William MacAskill is the co-founder of 80,000 Hours and author of “Doing Good Better.”
For several years now, I and my non-profit, 80,000 Hours, have argued that more altruists should be like Jason, and consider deliberately pursuing a high-earning career so that they can donate a significant chunk of their earnings to charity. I call this path “earning to give.” While it’s not the right path for everyone, I think it’s one that most people should at least consider.
There are several arguments for earning to give rather than working for a charity directly. You can often earn enough to pay for several charity workers, thereby doing several times as much good as you could have done by becoming one yourself. You can use your funds to assist only the most effective organizations, whereas as an employee your options are limited. Money is flexible and easier to move to new or better causes than it is to change jobs yourself. Often, private-sector training is of higher-quality than that in the public sector — so even if you want to ultimately work for nonprofits, earning to give lets you build your skills first.
Some critics have pointed out that we need to factor in the harm that the highest-paying industries cause. We also need nuance. Some areas of finance, for example, are socially valuable — arbitrage helps make prices more accurate, improving capital allocation — even if some are socially harmful. And even inside a harmful organization, someone could still do good by using insider knowledge to alter harmful practices or even by becoming a whistleblower.
Others have worried about the corrupting nature of for-profit institutions. If you are surrounded by the money-driven, won’t you lose your values and end up donating very little? This is a problem you can mitigate: If you pursue earning to give but find your altruistic motivation waning, there’s always the option of leaving for an actual charitable organization — at worst, you’ve built up good work experience. And involvement in the effective altruism community helps: If you have friends pursuing a similar path and you’ve publicly stated your intentions, you’ll have strong pressure to live up to your aims.

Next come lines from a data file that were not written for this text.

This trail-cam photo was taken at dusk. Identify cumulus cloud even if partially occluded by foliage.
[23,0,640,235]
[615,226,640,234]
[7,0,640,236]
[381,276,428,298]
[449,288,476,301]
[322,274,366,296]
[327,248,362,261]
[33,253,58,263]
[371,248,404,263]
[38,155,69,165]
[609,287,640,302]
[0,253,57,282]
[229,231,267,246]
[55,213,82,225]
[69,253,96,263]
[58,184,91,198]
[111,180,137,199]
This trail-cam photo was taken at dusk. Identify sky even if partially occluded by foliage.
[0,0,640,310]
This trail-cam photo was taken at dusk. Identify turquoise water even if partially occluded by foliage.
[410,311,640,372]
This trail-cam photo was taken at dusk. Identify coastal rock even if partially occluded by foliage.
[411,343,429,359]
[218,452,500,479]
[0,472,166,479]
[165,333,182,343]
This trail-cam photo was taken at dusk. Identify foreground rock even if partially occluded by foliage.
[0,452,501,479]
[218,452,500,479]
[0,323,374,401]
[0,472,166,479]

A third criticism is that earning to give involves a loss of integrity. In an op-ed in the New York Times, David Brooks argued “If you go to Wall Street mostly to make money for charity, you may turn yourself into a machine for the redistribution of wealth. You may turn yourself into a fiscal policy. But a human life is not just a means to produce outcomes, it is an end in itself.” He goes on to argue that in choosing a career, we should ask “How can I become a good person?” and not merely “How can I be a person who does good things?” The true purpose of your career, he claims, is to develop your character.

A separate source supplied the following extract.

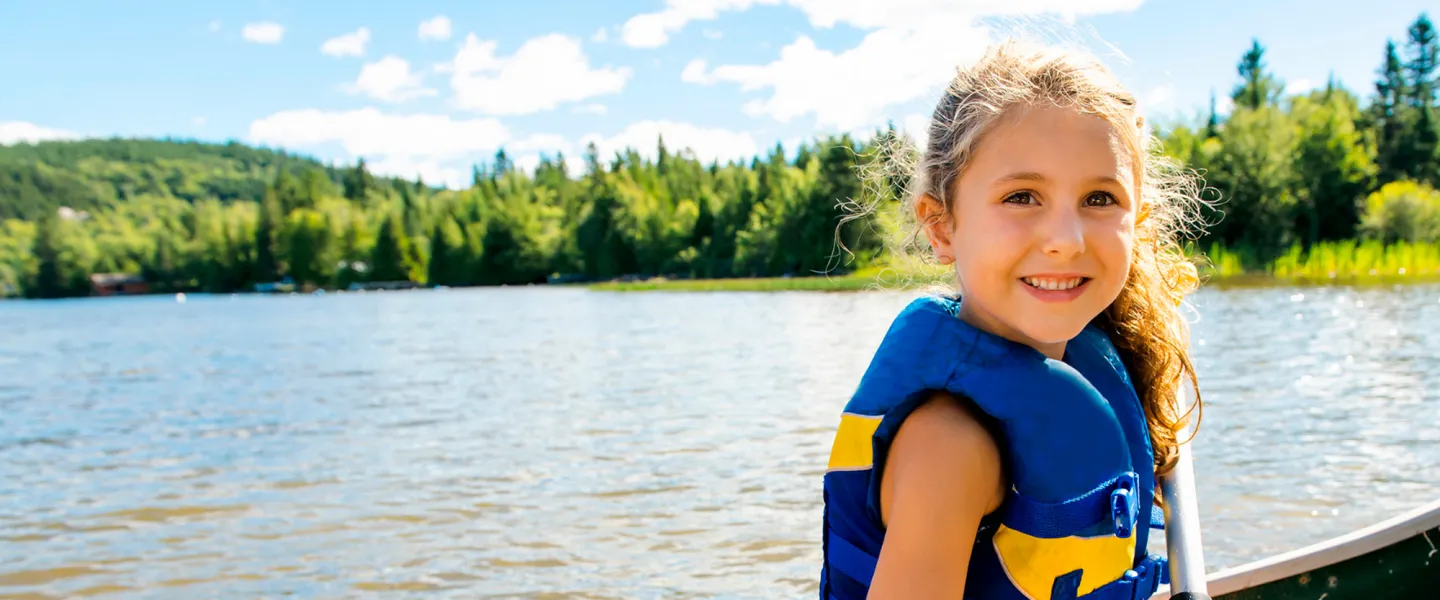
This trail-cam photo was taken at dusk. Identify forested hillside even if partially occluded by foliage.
[0,16,1440,298]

This is an objection that I have little sympathy for. Consider, for example, a dedicated socialist who chooses to work for a capitalist firm in order to fund the research and promotion of socialist ideas. Doesn’t this choice sound absurdly alienating, or morally perverse?

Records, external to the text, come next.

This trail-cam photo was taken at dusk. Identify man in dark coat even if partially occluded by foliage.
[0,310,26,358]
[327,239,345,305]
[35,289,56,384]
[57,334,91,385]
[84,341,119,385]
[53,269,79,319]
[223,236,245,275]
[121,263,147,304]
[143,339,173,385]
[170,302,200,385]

In fact, this scenario describes Friedrich Engels, who worked for his uncle’s capitalist firm — a job which he hated — in order to fund Marx’s living and printing costs while he worked on “Das Kapital.” You may think that communism was badly misguided, but you can’t claim that Engels lacked integrity. And the fact that he had the strength of will to work for a firm he found morally repellent is admirable, not contemptible.
In just the same way, we shouldn’t decry those earning to give. In the eyes of these people, there’s a catastrophe happening every day: 20,000 children dying from poverty, even though it costs just $3,500 to save one. In that context, asking “Will I be a better person if pursue this career?” rather than “Will I do the most good?” seems like moral narcissism.